Over the past 30 years income has become less equally distributed among the nation’s households. One widely used measure of inequality, the Gini index, ranges between 0 and 1, with 0 denoting complete equality (every household has the same income) and 1 complete inequality (one household receives the entire national income and all others receive nothing). The U.S. Census Bureau reports that income inequality based on the Gini index has increased by about 16% in the past three decades, from 0.404 in 1980 to 0.469 in 2011.

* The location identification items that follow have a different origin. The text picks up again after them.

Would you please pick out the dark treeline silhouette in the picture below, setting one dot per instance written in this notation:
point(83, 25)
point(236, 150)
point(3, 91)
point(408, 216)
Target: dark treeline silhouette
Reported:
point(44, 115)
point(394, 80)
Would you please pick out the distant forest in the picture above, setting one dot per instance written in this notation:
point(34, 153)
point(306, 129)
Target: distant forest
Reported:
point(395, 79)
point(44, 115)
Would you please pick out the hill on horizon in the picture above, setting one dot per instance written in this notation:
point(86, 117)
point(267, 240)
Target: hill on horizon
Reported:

Consistent with this increase, there has been shrinkage over time in the share of households in the U.S. that have an annual income that falls within 67% to 200% of the national median, which are the boundaries used in this report to define middle-income households. In 1980, 54% of the nation’s households fell within this statistically defined middle; by 2010, just 48% did. The decline in the share of middle-income households is largely accounted for by an increase in the share of upper-income households. The share of households in the upper end of the income distribution rose from 15% in 1980 to 20% in 2010.
With fewer households now in the middle income group, it’s not surprising that there are now also more census tracts in which at least half of the households are either upper income or lower income. In 2010, 24% of all census tracts fell into one category or the other—with 18% in the majority lower-income category and 6% in the majority upper-income category. Back in 1980, 15% of all census tracts fell into one category or the other—with 12% majority lower and 3% majority upper.
To be sure, even with these increases over time in the shares of tracts that have a high concentration of households at one end of the income scale or the other, the vast majority of tracts in the country—76%—do not fit this profile. Most of America’s neighborhoods are still mostly middle income or mixed income—just not as many as before.